One of the oldest New Hampshire Road Racing traditions took to the streets of Concord last Saturday morning. With unusually cool summer conditions and a special 50th Anniversary celebration, the 2017 Bill Luti 5 Miler proved to be one for the record books. The race was founded in 1968 by the famed Concord High School coach himself as a summer workout/fitness tune-up for his athletes and eventually turned into one of the oldest New Hampshire Road Racing traditions. This year, coach Luti turns 97 and doesn’t appear a day over 77.
AIC alum Glarius Rop fronted the race with Gate City Strider Jake Wormald, UAlbany alum Aaron Lozier, and run/ski legend Justin Freeman giving chase. Rop made a huge surge shortly before the mile mark, dropped the field, and never let up. Rop cruised into the finish to win in 25’34, one of the faster times seen in recent years of the Luti race. Freeman turned up in 2nd with a 26’07, Lozier 3rd in 26’20, and Wormald 4th in 26’40.

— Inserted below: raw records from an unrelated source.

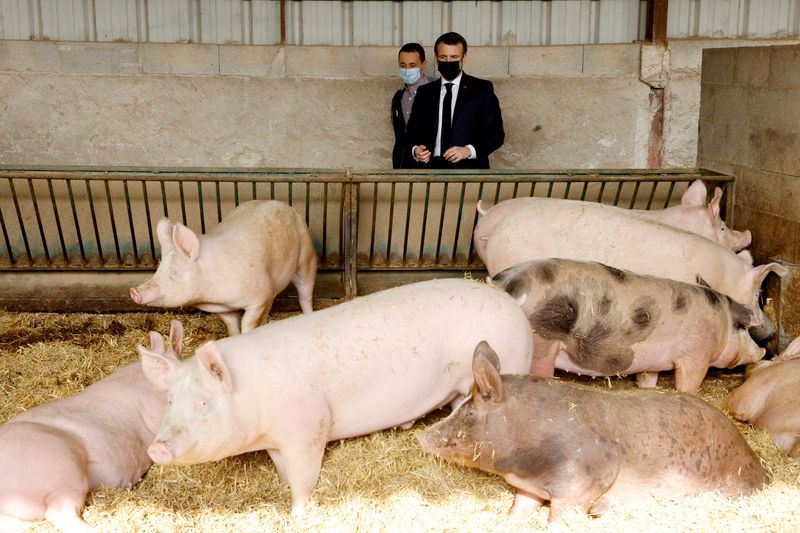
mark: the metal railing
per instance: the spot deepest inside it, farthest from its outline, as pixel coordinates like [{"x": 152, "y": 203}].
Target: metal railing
[{"x": 103, "y": 219}]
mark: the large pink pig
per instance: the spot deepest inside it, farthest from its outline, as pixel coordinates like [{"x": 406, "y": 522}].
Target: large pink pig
[
  {"x": 597, "y": 320},
  {"x": 242, "y": 263},
  {"x": 52, "y": 456},
  {"x": 587, "y": 448},
  {"x": 372, "y": 363},
  {"x": 692, "y": 215},
  {"x": 594, "y": 232},
  {"x": 769, "y": 399}
]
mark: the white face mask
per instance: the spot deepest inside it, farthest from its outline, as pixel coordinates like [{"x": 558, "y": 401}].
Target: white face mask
[{"x": 410, "y": 75}]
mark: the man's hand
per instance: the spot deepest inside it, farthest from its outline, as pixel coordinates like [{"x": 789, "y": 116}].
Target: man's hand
[
  {"x": 422, "y": 154},
  {"x": 454, "y": 154}
]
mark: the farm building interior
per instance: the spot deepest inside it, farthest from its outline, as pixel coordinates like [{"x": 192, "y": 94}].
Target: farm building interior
[{"x": 116, "y": 113}]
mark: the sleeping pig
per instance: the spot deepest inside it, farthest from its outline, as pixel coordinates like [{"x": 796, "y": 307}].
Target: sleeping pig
[
  {"x": 769, "y": 399},
  {"x": 597, "y": 320},
  {"x": 53, "y": 455},
  {"x": 242, "y": 263},
  {"x": 574, "y": 445},
  {"x": 291, "y": 386}
]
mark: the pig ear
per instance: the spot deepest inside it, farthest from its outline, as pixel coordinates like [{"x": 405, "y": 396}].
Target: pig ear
[
  {"x": 156, "y": 367},
  {"x": 486, "y": 369},
  {"x": 757, "y": 274},
  {"x": 713, "y": 205},
  {"x": 176, "y": 337},
  {"x": 164, "y": 233},
  {"x": 186, "y": 241},
  {"x": 210, "y": 360},
  {"x": 695, "y": 194}
]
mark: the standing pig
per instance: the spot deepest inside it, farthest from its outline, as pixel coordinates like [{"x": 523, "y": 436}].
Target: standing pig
[
  {"x": 596, "y": 320},
  {"x": 594, "y": 232},
  {"x": 242, "y": 263},
  {"x": 573, "y": 445},
  {"x": 372, "y": 363},
  {"x": 769, "y": 399},
  {"x": 692, "y": 215},
  {"x": 52, "y": 456}
]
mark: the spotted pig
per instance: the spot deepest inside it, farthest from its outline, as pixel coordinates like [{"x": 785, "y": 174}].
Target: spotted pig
[
  {"x": 597, "y": 320},
  {"x": 574, "y": 445}
]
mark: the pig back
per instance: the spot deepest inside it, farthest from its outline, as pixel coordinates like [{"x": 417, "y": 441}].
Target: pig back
[
  {"x": 384, "y": 359},
  {"x": 595, "y": 232}
]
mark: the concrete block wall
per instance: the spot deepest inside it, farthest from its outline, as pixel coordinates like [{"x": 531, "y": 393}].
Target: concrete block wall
[{"x": 750, "y": 127}]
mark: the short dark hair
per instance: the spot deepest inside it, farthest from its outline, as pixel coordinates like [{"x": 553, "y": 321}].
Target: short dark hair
[
  {"x": 451, "y": 38},
  {"x": 413, "y": 47}
]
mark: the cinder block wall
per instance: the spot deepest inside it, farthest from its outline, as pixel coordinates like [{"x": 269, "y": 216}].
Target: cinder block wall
[{"x": 750, "y": 127}]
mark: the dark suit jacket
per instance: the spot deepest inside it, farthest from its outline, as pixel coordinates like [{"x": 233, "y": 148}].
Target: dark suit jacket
[{"x": 476, "y": 120}]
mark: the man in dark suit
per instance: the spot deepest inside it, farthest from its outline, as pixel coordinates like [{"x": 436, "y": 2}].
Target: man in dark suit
[
  {"x": 455, "y": 121},
  {"x": 411, "y": 59}
]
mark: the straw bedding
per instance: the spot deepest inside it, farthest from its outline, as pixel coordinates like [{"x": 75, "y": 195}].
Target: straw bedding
[{"x": 380, "y": 482}]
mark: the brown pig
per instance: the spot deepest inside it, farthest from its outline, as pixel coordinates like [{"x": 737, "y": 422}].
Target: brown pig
[
  {"x": 573, "y": 445},
  {"x": 597, "y": 320},
  {"x": 769, "y": 399}
]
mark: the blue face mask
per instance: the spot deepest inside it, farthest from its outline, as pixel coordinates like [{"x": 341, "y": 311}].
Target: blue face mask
[{"x": 410, "y": 75}]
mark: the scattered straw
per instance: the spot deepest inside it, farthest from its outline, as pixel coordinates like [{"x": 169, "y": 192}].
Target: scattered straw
[{"x": 380, "y": 482}]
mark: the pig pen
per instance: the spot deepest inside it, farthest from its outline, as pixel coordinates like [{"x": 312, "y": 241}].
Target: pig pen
[{"x": 75, "y": 239}]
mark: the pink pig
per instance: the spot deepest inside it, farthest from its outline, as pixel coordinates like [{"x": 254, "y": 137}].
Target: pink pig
[
  {"x": 291, "y": 386},
  {"x": 692, "y": 215},
  {"x": 53, "y": 455},
  {"x": 594, "y": 232},
  {"x": 596, "y": 320},
  {"x": 242, "y": 263},
  {"x": 769, "y": 399}
]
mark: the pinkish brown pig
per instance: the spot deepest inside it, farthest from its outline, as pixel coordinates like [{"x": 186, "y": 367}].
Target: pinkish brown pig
[
  {"x": 53, "y": 455},
  {"x": 769, "y": 399},
  {"x": 242, "y": 263},
  {"x": 291, "y": 386},
  {"x": 692, "y": 215},
  {"x": 592, "y": 319},
  {"x": 575, "y": 446}
]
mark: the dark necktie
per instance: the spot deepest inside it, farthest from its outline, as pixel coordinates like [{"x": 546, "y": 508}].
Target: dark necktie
[{"x": 446, "y": 120}]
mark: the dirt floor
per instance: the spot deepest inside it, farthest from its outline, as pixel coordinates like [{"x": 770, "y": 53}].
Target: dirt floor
[{"x": 381, "y": 482}]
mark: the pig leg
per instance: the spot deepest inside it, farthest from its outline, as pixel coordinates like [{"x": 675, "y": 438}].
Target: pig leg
[
  {"x": 647, "y": 380},
  {"x": 303, "y": 464},
  {"x": 689, "y": 374},
  {"x": 231, "y": 320},
  {"x": 544, "y": 356}
]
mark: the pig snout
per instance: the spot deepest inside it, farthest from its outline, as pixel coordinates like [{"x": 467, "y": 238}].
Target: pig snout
[{"x": 160, "y": 454}]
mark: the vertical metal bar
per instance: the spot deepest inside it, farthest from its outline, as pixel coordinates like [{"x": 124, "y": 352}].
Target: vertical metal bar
[
  {"x": 458, "y": 222},
  {"x": 371, "y": 255},
  {"x": 100, "y": 253},
  {"x": 391, "y": 226},
  {"x": 20, "y": 220},
  {"x": 130, "y": 221},
  {"x": 441, "y": 225},
  {"x": 58, "y": 220},
  {"x": 113, "y": 222},
  {"x": 149, "y": 220}
]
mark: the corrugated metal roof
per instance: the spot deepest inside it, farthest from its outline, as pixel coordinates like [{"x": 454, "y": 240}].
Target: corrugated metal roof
[{"x": 353, "y": 23}]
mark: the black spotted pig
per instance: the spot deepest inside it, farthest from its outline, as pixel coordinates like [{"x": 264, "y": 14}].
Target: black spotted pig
[
  {"x": 574, "y": 445},
  {"x": 769, "y": 399},
  {"x": 53, "y": 455},
  {"x": 242, "y": 263},
  {"x": 593, "y": 319}
]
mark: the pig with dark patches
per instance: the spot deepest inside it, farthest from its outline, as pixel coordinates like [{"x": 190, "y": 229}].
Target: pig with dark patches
[
  {"x": 53, "y": 455},
  {"x": 578, "y": 446},
  {"x": 769, "y": 399},
  {"x": 240, "y": 264},
  {"x": 597, "y": 320}
]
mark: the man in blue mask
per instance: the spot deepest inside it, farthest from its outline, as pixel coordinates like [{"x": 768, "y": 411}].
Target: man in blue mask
[
  {"x": 456, "y": 120},
  {"x": 412, "y": 71}
]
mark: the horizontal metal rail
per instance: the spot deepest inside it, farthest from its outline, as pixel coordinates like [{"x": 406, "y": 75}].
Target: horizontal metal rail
[{"x": 103, "y": 219}]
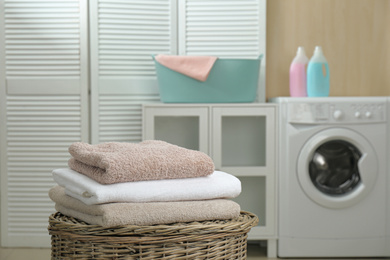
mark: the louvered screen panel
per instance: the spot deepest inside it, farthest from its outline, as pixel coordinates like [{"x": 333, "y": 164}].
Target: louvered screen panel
[
  {"x": 129, "y": 32},
  {"x": 39, "y": 132},
  {"x": 227, "y": 28},
  {"x": 42, "y": 45},
  {"x": 124, "y": 35},
  {"x": 121, "y": 117}
]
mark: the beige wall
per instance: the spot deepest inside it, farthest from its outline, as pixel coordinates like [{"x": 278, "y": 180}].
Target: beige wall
[{"x": 354, "y": 35}]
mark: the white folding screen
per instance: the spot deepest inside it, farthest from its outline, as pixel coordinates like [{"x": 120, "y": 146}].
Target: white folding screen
[
  {"x": 78, "y": 70},
  {"x": 44, "y": 108},
  {"x": 227, "y": 29},
  {"x": 124, "y": 35}
]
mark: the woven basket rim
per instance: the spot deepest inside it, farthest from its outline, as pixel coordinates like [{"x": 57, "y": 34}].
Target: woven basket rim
[{"x": 242, "y": 224}]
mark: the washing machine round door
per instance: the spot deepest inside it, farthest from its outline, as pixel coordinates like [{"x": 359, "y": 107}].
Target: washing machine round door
[{"x": 337, "y": 168}]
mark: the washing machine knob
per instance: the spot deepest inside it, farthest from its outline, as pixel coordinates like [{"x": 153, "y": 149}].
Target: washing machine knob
[
  {"x": 337, "y": 114},
  {"x": 357, "y": 114}
]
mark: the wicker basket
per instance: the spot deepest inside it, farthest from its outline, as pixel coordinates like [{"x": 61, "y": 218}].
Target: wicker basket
[{"x": 74, "y": 239}]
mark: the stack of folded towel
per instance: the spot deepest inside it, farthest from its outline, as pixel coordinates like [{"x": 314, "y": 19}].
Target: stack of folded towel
[{"x": 152, "y": 182}]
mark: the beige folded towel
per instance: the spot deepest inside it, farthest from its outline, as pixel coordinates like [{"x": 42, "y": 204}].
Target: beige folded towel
[
  {"x": 115, "y": 214},
  {"x": 114, "y": 162}
]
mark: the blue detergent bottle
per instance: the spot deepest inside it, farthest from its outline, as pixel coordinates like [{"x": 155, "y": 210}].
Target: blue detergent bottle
[{"x": 318, "y": 75}]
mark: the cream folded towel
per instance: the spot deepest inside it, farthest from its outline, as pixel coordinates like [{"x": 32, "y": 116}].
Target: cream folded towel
[
  {"x": 197, "y": 67},
  {"x": 214, "y": 186},
  {"x": 116, "y": 214},
  {"x": 115, "y": 162}
]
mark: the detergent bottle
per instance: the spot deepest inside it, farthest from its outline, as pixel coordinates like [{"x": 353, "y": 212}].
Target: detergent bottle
[
  {"x": 318, "y": 75},
  {"x": 298, "y": 74}
]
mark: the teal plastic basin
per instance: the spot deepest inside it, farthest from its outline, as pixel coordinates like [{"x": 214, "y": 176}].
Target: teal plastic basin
[{"x": 229, "y": 81}]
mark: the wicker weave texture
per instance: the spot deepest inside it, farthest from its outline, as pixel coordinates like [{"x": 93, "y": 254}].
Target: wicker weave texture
[{"x": 74, "y": 239}]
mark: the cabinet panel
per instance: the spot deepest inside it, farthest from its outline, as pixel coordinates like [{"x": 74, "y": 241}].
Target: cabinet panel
[{"x": 243, "y": 140}]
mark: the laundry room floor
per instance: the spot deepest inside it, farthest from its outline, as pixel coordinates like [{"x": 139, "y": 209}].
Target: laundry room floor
[{"x": 255, "y": 252}]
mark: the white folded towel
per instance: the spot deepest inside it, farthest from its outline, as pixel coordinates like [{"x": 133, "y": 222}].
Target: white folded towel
[{"x": 218, "y": 185}]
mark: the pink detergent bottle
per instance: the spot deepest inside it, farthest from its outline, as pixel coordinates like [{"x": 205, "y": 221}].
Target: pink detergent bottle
[{"x": 298, "y": 74}]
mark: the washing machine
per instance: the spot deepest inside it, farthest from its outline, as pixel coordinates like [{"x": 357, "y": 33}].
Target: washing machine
[{"x": 333, "y": 177}]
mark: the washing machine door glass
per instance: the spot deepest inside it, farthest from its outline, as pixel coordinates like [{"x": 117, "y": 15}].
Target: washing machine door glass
[
  {"x": 333, "y": 168},
  {"x": 337, "y": 167}
]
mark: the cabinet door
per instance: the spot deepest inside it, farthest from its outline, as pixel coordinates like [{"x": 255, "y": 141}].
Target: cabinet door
[
  {"x": 43, "y": 108},
  {"x": 184, "y": 126},
  {"x": 243, "y": 140},
  {"x": 244, "y": 144}
]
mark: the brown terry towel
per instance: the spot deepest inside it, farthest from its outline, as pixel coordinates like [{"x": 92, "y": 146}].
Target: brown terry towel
[
  {"x": 151, "y": 213},
  {"x": 114, "y": 162}
]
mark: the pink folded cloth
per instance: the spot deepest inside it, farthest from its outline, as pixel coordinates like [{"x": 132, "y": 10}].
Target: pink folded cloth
[{"x": 197, "y": 67}]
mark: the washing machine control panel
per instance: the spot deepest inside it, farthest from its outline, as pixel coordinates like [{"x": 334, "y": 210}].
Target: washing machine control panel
[{"x": 337, "y": 112}]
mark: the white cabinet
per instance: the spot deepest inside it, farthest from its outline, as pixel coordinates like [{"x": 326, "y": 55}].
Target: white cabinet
[{"x": 240, "y": 138}]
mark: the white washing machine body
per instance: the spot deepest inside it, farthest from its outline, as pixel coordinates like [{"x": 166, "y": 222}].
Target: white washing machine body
[{"x": 333, "y": 177}]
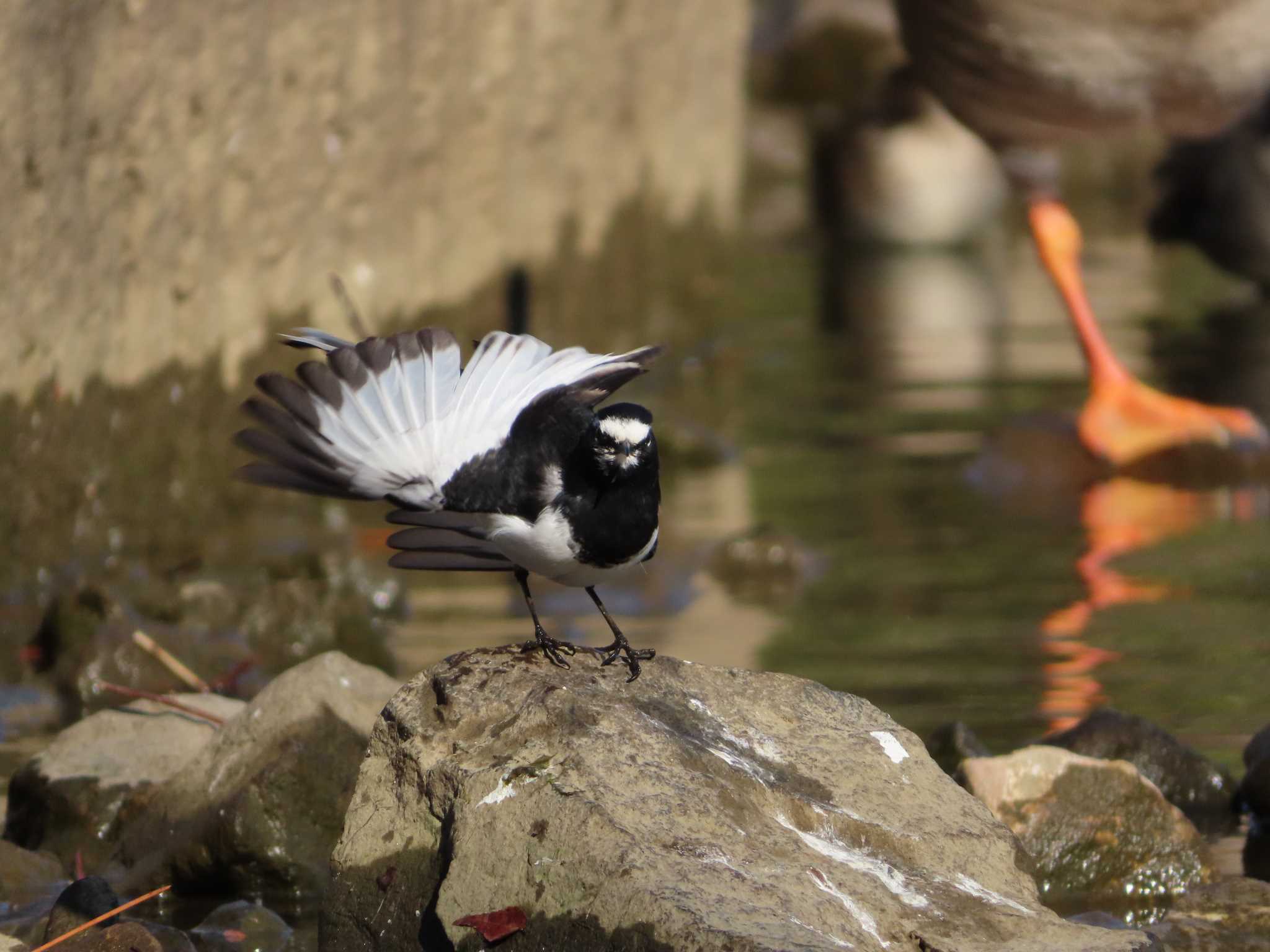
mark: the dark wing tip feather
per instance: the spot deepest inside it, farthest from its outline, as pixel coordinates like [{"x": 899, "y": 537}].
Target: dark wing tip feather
[
  {"x": 282, "y": 478},
  {"x": 349, "y": 366},
  {"x": 448, "y": 562},
  {"x": 644, "y": 356}
]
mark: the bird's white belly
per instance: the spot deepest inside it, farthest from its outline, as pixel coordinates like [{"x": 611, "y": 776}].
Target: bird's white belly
[{"x": 546, "y": 547}]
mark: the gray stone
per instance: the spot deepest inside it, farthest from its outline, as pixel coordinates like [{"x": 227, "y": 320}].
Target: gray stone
[
  {"x": 1232, "y": 915},
  {"x": 1189, "y": 781},
  {"x": 239, "y": 926},
  {"x": 1096, "y": 829},
  {"x": 953, "y": 743},
  {"x": 258, "y": 808},
  {"x": 698, "y": 808},
  {"x": 68, "y": 798}
]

The most impressive performances of the day were within the women’s race as Rabbit elite athlete Rachel Schilkowsky took her talents to the roads and continued a stellar year of racing. With a dominant performance, Schilkowsky blazed the hilly 5 miler in 27 minutes, 56 seconds, besting Heidi Westover’s course record by 25 seconds. Rachel and her husband John are newly minted New England Distance athletes and recently closed on a new home in the Providence area. Erin Lane (29’44), Pascaline Jerotich (30’20), and Amber Ferreira (30’25) rounded out the top 4 females. In addition to the fast times, perhaps the most legendary result of the day came within the women’s veteran’s division. At age 60, Joan Benoit Samuelson proved she’s still got it down, placing 9th overall for women in 31’44, age-grading to an incredible 97.12%*.
Results courtesy of Granite State Race Services
Some GoPro finish line footage via Mike Giberti:
*For those unfamiliar with age-grading, the percentages are based on the current world record and multipliers are used based on age. So 100% would be the equivalent of a world record performance relative to your age.